2H Offshore Engineering initiated the STRIDE JIP in January 1997. The main objective of the JIP is to develop steel catenary technology to a level whereby it may be applied with confidence. The impetus for developing steel catenary technology is the continuing push into deep and ultra deep water, and the growing belief that riser systems based on steel pipe, rather than flexible, offer the best technical and commercial solution. However, current industry knowledge and capability is largely based on flexible dynamic risers and static steel pipelines. Consequently, successful application of steel catenary riser systems requires designers and installation contractors to develop new capabilities. An important feature of the STRIDE JIP is the participation and involvement of Operators, installation contractors and vessel contractors. This is seen as critical to the resolution of important interfaces and development of practical fabrication and installation solutions. The JIP has a total duration of 4 years with three distinct phases covering design, testing and a largelfull scale installation. 14 Operators and 6 Contractors supported phase I of the JIP, which was completed in January 1998.

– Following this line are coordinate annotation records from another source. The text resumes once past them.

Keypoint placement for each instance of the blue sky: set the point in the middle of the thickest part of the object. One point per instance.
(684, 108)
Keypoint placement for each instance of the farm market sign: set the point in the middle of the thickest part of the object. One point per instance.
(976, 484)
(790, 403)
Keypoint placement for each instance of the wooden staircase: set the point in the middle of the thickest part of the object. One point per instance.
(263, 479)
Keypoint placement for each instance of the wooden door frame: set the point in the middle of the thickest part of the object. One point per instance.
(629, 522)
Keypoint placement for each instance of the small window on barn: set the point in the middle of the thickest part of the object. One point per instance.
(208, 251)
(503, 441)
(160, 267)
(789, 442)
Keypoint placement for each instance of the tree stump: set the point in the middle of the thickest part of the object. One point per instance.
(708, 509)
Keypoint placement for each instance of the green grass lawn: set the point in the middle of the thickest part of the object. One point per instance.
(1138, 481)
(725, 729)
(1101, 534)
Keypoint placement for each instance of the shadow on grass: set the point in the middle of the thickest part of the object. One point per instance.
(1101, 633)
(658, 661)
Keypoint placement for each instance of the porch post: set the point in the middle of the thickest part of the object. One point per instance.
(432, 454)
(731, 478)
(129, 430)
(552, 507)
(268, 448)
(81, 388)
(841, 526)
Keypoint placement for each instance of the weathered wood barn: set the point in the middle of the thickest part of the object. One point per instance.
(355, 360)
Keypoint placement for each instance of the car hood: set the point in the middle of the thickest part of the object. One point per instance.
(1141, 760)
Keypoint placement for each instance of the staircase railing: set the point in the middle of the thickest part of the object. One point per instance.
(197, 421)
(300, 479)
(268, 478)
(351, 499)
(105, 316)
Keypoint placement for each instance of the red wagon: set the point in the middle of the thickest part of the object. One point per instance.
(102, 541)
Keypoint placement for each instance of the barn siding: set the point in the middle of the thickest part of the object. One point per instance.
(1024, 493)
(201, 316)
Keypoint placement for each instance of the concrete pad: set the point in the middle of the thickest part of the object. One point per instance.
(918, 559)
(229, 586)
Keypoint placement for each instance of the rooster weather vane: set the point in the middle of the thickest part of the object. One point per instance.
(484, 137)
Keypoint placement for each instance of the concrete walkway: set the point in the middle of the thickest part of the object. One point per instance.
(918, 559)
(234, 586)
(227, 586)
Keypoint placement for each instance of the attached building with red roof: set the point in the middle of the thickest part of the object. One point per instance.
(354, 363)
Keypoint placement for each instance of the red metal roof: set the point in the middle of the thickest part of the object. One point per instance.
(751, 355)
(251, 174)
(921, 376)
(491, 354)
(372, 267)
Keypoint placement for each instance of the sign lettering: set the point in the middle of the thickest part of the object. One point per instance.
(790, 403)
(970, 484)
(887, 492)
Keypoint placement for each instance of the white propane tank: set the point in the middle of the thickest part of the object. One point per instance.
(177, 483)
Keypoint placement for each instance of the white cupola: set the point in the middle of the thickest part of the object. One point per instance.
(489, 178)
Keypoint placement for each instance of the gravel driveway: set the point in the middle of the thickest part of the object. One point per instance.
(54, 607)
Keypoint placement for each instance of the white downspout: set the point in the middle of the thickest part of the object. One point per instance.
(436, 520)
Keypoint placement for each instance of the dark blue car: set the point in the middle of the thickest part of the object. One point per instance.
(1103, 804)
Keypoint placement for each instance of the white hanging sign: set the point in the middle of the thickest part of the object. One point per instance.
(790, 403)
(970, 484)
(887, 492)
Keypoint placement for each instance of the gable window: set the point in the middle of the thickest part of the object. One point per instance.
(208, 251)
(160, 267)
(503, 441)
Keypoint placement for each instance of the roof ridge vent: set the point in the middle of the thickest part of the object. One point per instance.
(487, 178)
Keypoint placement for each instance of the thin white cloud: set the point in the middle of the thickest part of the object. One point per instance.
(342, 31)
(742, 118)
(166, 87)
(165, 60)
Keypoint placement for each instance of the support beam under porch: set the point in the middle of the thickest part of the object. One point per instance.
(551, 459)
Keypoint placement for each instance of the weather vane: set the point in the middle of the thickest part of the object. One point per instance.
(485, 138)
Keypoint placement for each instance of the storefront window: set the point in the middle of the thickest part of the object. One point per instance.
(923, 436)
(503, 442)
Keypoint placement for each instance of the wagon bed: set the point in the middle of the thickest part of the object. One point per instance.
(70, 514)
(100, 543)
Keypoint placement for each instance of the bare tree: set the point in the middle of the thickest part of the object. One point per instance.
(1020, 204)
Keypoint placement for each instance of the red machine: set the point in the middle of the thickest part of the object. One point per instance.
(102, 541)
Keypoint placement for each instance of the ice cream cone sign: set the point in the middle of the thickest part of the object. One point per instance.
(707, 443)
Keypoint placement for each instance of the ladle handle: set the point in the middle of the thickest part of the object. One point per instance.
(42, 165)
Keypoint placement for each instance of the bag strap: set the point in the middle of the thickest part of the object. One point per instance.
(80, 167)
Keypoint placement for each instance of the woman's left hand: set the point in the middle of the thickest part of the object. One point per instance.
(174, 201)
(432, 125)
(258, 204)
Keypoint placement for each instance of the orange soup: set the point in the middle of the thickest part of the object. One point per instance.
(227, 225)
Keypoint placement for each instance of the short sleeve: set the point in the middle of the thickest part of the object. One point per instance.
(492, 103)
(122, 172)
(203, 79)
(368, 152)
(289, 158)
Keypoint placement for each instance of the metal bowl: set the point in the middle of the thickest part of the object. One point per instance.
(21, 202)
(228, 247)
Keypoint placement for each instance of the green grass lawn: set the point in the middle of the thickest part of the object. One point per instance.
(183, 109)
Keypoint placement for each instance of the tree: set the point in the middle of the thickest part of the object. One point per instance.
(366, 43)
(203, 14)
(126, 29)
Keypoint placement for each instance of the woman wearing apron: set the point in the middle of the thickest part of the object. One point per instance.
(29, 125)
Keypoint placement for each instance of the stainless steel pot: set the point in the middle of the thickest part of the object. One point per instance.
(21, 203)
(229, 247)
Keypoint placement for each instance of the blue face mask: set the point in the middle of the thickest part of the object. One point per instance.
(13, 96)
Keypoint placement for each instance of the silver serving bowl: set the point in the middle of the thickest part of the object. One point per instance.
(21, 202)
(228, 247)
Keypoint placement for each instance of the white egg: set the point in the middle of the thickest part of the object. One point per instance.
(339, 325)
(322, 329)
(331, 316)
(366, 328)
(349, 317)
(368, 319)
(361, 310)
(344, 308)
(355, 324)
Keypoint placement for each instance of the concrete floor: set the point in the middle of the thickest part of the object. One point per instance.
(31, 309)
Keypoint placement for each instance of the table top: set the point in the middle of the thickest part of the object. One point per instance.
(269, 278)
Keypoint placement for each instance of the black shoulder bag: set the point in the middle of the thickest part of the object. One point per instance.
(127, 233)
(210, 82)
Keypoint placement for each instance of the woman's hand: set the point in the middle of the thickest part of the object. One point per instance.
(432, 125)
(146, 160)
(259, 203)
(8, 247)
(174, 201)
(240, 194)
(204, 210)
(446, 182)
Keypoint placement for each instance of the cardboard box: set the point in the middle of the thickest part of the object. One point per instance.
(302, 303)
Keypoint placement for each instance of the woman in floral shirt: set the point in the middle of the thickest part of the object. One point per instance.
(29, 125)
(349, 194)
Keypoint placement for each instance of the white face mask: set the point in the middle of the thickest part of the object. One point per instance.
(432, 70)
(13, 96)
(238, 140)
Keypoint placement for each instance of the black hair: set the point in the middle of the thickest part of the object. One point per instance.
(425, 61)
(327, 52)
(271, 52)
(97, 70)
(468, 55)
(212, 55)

The scope of Phase I covers riser system design and installation methods. The riser design scope, conducted 2H, includes pipe sizing, riser analysis (extreme storm, fatigue and parametric studies), material and welding requirements and hardware selection. The installation scope, conducted by the installation Contractors as payment 'in kind', covers a general review of steel catenary riser installation strategies, documentation of previous experience, current capability and an installation study covering detailed procedures, installation sequence drawings, schedule and cost information. A wide range of riser configurations are considered, Table 1, covering risers of 10-30 inches diameter suspended from TLP, Spar and FPSO production platforms. Water depths in the range of 400111 to 2000m are evaluated with the majority of work concerned with harsh environments typical of the West of Shetland and Voring Plateau. Benign environments such as the Gulf of Mexicio and West Africa are also considered but form a smaller proportion of the analytical effort.